Advertisement

After Bhutto

Share

It has taken less than a week for the tragedy of Benazir Bhutto’s assassination to segue into the farce of a potentially disastrous dynastic succession. The slain former prime minister, a woman of enormous strengths and flaws, certainly had the legitimacy to be Pakistan’s preeminent opposition leader. Her successors, a notoriously corrupt husband and a sheltered 19-year-old son, do not. Neither is qualified to lead a nuclear-armed nation of 165 million citizens, many of them understandably angry and demoralized.

There are now suggestions that Bhutto’s Pakistan People’s Party may split. This would not be a bad thing. The pro-democracy wing of the party must reject the regency of Bhutto’s husband, Asif Ali Zardari, best known in Pakistan as “Mr. 10%” for his alleged take from every government contract signed during his wife’s premiership. It cannot make common cause with the pro-dynastic wing of the party, for whom worship of the Bhutto pseudo-monarchy trumps the democratic and progressive values that Benazir Bhutto tried to personify.

If the PPP lacks for charismatic leaders, it is because Bhutto herself allowed no rivals to rise. The party must now set about identifying and promoting a new generation of political talent. There is room for hope in that regard. The recent revolt of the Pakistani lawyers against the imposition of emergency rule spotlighted the courage of thousands of pro-democracy activists willing to go to jail for their belief in the rule of law.

Advertisement

However belatedly, the Bush administration should also seize this moment to get on the right side of history in Pakistan. Its ignominious plan to keep Pervez Musharraf in the presidency while ushering in the popular Bhutto to serve as prime minister is now in ruins. Whether or not Musharraf’s government was culpable or negligent in Bhutto’s death, its handling of the assassination has created grave doubts about its intentions. The government’s ham-handed attempts to silence the doctors who treated Bhutto, its highly dubious claim that she was not shot but died because she hit her head on the sunroof of her SUV, the emergence of a video apparently showing a man firing a pistol at Bhutto, and the scandalous decision by a police chief to refuse the hospital’s request for an autopsy do not lend themselves to benign interpretation.

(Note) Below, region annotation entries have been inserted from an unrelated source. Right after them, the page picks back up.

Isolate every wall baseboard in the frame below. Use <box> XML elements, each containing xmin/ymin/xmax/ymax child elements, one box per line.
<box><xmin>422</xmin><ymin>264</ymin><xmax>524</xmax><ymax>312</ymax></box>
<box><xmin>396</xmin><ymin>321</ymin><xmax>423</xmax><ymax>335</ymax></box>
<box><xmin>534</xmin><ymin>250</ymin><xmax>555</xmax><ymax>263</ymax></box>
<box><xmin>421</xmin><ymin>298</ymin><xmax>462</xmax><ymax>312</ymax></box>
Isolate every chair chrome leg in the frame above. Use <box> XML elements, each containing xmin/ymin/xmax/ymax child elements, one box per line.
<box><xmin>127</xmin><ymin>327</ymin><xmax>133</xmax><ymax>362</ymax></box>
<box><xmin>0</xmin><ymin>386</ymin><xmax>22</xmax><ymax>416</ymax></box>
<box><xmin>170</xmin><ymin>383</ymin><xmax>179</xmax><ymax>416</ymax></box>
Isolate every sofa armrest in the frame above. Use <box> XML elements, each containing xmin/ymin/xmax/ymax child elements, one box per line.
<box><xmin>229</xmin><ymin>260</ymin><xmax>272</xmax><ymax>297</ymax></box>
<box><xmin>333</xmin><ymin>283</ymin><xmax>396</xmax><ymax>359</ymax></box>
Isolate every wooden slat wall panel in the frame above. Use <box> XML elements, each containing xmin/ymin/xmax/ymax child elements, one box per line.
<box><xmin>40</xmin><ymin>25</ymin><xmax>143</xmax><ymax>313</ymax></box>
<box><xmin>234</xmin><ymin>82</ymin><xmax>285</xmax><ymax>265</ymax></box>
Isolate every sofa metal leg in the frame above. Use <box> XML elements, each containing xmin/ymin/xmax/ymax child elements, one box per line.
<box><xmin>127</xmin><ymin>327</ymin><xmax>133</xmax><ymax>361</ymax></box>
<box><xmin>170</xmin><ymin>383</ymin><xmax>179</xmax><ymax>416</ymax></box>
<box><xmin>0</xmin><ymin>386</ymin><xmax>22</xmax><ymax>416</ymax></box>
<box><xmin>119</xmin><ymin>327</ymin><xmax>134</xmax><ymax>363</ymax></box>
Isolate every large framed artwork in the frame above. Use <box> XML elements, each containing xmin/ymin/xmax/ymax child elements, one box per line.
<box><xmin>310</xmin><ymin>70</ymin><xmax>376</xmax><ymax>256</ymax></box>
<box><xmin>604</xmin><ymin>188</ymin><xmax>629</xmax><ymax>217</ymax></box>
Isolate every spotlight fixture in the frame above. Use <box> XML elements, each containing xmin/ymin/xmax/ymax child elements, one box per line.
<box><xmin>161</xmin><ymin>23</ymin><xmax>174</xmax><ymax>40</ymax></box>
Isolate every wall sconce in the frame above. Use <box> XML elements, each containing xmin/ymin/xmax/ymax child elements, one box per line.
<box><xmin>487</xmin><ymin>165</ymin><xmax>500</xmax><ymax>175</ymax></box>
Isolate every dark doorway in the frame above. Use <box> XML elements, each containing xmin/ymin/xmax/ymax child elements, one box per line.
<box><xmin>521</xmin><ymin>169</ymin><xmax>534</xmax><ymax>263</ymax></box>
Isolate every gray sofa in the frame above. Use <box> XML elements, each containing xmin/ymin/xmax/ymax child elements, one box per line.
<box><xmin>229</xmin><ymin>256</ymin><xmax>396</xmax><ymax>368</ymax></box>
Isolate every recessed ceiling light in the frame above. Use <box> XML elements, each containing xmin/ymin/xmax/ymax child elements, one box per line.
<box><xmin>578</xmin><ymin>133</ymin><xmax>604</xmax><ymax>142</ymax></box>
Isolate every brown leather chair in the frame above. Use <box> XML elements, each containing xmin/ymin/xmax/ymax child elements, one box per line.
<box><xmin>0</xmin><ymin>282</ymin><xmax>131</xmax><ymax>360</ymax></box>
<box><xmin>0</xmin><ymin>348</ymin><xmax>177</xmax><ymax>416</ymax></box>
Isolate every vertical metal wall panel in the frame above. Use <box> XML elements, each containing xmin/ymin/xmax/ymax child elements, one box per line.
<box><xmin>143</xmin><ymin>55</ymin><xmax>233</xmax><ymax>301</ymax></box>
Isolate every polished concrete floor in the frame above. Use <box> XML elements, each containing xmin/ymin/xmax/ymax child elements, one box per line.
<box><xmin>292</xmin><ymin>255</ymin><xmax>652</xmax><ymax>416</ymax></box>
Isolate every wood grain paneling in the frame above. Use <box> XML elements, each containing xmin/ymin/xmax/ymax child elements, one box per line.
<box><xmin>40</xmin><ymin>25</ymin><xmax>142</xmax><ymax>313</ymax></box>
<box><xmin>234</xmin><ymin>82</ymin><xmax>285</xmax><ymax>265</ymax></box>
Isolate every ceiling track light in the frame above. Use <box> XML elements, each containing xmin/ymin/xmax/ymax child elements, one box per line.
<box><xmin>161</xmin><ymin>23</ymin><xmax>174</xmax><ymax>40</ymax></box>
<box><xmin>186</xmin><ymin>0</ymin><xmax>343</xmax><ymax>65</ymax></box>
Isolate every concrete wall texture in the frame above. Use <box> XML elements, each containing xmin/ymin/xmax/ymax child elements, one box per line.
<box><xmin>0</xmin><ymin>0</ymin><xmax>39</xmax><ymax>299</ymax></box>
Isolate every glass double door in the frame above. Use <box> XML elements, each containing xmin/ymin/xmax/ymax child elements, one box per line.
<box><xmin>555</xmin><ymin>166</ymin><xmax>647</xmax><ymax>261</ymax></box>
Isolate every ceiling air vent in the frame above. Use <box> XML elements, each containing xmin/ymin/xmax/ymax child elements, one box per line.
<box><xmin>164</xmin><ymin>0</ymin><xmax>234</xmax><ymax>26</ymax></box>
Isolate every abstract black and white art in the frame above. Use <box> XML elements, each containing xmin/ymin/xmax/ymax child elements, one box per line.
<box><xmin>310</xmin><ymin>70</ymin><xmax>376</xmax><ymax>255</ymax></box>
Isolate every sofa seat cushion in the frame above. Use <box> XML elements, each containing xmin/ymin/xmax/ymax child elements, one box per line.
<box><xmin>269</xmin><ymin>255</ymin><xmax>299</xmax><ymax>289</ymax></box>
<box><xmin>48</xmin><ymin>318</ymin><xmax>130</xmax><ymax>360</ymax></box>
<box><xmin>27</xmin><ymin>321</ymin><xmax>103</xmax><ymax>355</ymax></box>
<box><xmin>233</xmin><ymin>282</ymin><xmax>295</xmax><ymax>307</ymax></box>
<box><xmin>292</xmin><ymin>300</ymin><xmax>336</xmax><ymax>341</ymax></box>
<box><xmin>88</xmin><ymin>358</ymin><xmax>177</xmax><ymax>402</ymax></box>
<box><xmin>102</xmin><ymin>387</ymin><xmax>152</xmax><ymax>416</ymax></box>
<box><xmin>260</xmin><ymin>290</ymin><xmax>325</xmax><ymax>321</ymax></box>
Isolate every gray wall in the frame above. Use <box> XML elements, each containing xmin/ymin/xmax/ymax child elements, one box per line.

There is no question of the Pakistani government investigating itself. The Bush administration should immediately endorse calls for an international inquiry into Bhutto’s assassination, just as it backed the establishment of a special United Nations tribunal to investigate the murder of former Lebanese Prime Minister Rafik Hariri. Failure to do so would send the message that Americans only support justice in cases in which the suspected perpetrators are not U.S. allies -- Syria in the case of the Hariri killing.

The United States has little political leverage to show for its billions of dollars in military aid to Musharraf -- much of which has allegedly been diverted from the struggle against Islamist jihadists to the struggle against India. But it can and should refuse to recognize sham elections that would give Musharraf a fake mandate. Washington should insist as a condition of future aid that Musharraf allow genuinely free and fair elections. These will by no means ensure Pakistan’s political stability, but the alternative is incalculably worse.